Die Apotheose, die Gottwerdung eines Menschen – meist eines Herrschers –, war bis in den Zeiten des Barocks ein beliebtes Bildmotiv der europäischen Kunst. Die deutsche Wahlkampfwerbung hat sich dieses Motivs immer wieder gerne bedient. Ob Konrad Adenauer, Willy Brandt oder Helmut Kohl – sie alle wurden in den Wahlkampagnen der Spätphase ihrer Regierungszeit dargestellt als einsame, von der Last der Verantwortung beschwerte Staatenlenker – weit entfernt vom Schlachtenlärm der Tagespolitik; Inszenierungen, die auf einem Platz im Himmel der Geschichte zielen.

Auch Gerhard Schröder hat dieses Stadium jetzt erreicht. Die drei Plakatmotive, mit deren Vorstellung SPD-Bundesgeschäftsführer Kajo Wasserhövel für seine Partei am vergangenen Donnerstag die zweite Phase des Wahlkampfs einläutete, zeigen den Kanzler seltsam entrückt – den Blick seiner wasserblauen Augen in eine undefinierte Ferne gerichtet; dieser Blick trifft kein Gegenüber mehr: keinen Kauder, keinen Gabriel, keine Roth und keine Pieper. Hier hat jemand das große Ganze im Blick.

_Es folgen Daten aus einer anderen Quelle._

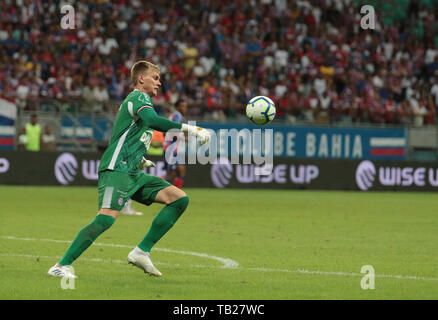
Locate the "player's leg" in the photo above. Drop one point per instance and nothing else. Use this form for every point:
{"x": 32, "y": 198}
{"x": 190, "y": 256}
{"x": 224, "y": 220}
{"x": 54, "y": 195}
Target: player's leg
{"x": 111, "y": 200}
{"x": 129, "y": 210}
{"x": 180, "y": 175}
{"x": 175, "y": 201}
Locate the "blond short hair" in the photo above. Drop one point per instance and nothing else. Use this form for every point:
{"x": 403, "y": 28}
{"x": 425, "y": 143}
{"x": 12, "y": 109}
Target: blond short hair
{"x": 141, "y": 67}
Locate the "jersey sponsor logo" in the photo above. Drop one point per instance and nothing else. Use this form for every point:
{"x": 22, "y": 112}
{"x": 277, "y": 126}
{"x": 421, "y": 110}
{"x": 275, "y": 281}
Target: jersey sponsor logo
{"x": 143, "y": 108}
{"x": 143, "y": 98}
{"x": 146, "y": 138}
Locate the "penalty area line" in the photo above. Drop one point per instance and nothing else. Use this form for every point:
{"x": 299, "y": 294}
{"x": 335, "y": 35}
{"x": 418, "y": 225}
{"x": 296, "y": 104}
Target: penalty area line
{"x": 300, "y": 271}
{"x": 226, "y": 263}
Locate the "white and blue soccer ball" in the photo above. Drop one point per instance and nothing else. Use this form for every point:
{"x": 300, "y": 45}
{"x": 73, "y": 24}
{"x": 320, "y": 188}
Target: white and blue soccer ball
{"x": 260, "y": 110}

Frisur und Kleidung sind makellos, die Farben sorgfältig komponiert. Der Hintergrund ist monochrom, der konkrete Ort, die konkrete Situation sind nicht mehr zu entschlüsseln – ähnlich wie beim goldenen Hintergrund einer Ikone.

Nur auf dem Plakat zum Thema „Soziale Gerechtigkeit“ kommt etwas Leben in die Inszenierung. Das Jackett ist abgelegt, die Hemdsärmeligkeit demonstriert Kampfeslust. Auch die Faust wird geballt; bemerkenswert: Am Ringfinger dieser Faust ist – wenn auch verschwommen – der Ehering zu erkennen. Das Signal ist klar: Dieser Herrscher ist ein gerechter Familienvater, und er kämpft dafür, dass sein Reich – eines fernen Tages – ein Reich der Gerechtigkeit sein wird.

Stammt das Motiv der Apotheose eigentlich aus der griechischen Mythenwelt, so treten beim Plakat zum Thema „Frieden“ christlich-protestantische Momente hinzu: „Wer Frieden will, muss standhaft sein“, sagt der Kanzler auf diesem Plakat, und man denkt unwillkürlich an Martin Luther.

„Hier stehe ich, und ich kann nicht anders“, soll der gesagt haben; dieser Satz könnte auch über der Wahlkampfstrategie der Sozialdemokraten stehen. Da steht ein Kanzler im Zentrum der Kampagne, der keine Chance hat. Er weiß das, aber er kann nicht anders.